Comment by mietek

Comment by mietek 7 days ago

4 replies

Just because most of the free software ecosystem relies on unpaid volunteer work does not mean it is a desirable state of affairs, especially with billion dollar companies building on top of said work while hardly contributing anything back.

serbuvlad 6 days ago

While that is true, if Espressif and the Raspberry Pi Foundation can build their SDKs and still offer cheap chips/boards, so could Arduino.

I'm not expecting a $0 markup, but Arduino prices are simply unreasonable for what they offer, especially if you live in a lower income country.

  • tredre3 6 days ago

    Both Espressif and Raspberry pi (pico) target OEMs who will buy millions of their chips. They've both embraced the hobbyist market as well, but it's not how they've recouped their investment.

    Arduino targets the hobyist market where customers will buy one (or at best a handful) of their boards. Arduino simply has no other way of recouping their investment than selling expensive hardware.

    So I don't think it's fair to say that Arduino is being greedy. Also FWIW, Espressif's official dev boards are also pretty expensive. Not Arduino expensive, but several times the price of identical "clones" based on the same reference design and using the same official esp32 module.

  • freeopinion 6 days ago

    If you think the price is unreasonable, don't buy.
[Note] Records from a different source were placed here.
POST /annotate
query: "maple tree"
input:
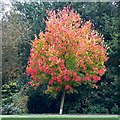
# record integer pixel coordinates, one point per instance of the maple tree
(69, 53)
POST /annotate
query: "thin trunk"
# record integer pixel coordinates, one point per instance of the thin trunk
(62, 102)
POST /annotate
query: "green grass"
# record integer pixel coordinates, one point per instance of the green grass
(59, 117)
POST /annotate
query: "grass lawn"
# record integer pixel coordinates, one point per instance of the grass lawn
(59, 117)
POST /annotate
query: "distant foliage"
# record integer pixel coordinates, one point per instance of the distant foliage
(68, 54)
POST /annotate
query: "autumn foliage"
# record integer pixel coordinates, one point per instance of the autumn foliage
(68, 54)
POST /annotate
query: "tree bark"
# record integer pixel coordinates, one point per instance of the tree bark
(62, 102)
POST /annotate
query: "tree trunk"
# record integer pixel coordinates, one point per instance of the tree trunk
(62, 102)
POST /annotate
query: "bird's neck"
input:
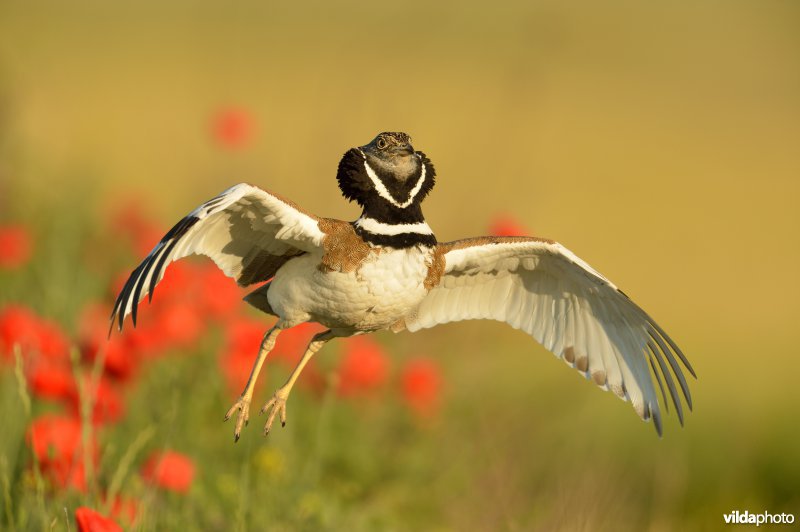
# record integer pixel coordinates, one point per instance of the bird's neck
(383, 225)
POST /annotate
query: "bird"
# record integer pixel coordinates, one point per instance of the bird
(387, 271)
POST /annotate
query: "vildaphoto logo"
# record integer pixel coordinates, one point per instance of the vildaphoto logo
(765, 518)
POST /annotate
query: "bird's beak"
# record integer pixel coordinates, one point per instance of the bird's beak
(403, 149)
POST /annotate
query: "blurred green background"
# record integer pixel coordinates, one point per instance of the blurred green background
(659, 141)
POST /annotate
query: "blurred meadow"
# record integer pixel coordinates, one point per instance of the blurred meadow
(658, 141)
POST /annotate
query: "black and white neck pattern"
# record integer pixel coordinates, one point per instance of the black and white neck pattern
(396, 235)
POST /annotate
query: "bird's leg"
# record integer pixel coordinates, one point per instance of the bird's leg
(277, 405)
(243, 403)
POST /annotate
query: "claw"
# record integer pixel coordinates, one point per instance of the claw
(276, 406)
(243, 406)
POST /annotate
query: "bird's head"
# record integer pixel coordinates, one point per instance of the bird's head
(386, 174)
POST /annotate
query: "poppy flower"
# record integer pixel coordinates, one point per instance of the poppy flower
(56, 442)
(130, 221)
(89, 520)
(107, 405)
(506, 225)
(180, 324)
(421, 384)
(364, 367)
(232, 127)
(52, 381)
(169, 470)
(292, 343)
(243, 340)
(15, 246)
(124, 509)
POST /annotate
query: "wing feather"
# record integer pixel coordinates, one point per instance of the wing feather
(542, 288)
(248, 232)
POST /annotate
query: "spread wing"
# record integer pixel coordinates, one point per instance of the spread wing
(541, 287)
(248, 232)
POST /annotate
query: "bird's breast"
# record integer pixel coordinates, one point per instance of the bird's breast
(387, 285)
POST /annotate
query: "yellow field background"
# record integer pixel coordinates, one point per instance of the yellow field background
(658, 141)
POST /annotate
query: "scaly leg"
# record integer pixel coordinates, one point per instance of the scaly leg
(243, 404)
(278, 402)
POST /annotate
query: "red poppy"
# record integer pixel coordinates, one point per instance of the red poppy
(89, 520)
(124, 509)
(292, 343)
(130, 221)
(243, 339)
(421, 384)
(15, 246)
(19, 325)
(106, 403)
(56, 442)
(180, 323)
(232, 127)
(506, 225)
(52, 381)
(364, 367)
(169, 470)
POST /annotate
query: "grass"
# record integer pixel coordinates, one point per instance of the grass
(656, 142)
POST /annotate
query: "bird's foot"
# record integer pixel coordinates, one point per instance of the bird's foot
(275, 406)
(243, 406)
You have listed what you seem to think are better options. I agree that there are better options. If somebody else wants to spend their money in different ways than I do, let them. If Arduino thinks they can make money this way, let them try. If it works, good for them, I guess. If it fails, I guess the joke will be on Qualcomm. Honestly, Arduino could slash their price to be $1 less than a Milk-V Duo and I'd still by the Duo. If the Arduino was $1 less than an ESP32, I'd still by the ESP32. So I'm not sure lowering prices wouldn't just hurt them.

    • serbuvlad 6 days ago

      I have never bought an Arduino. I have bought a few Picos, a few ESP32s, and a couple Picos. And a clone of an Arduino Nano integrated in a system with a Pico for 5V logic, specifically, to implement a PS/2 controller. I don't see any advantage an Arduino has over an ESP32, aside from 5V logic support.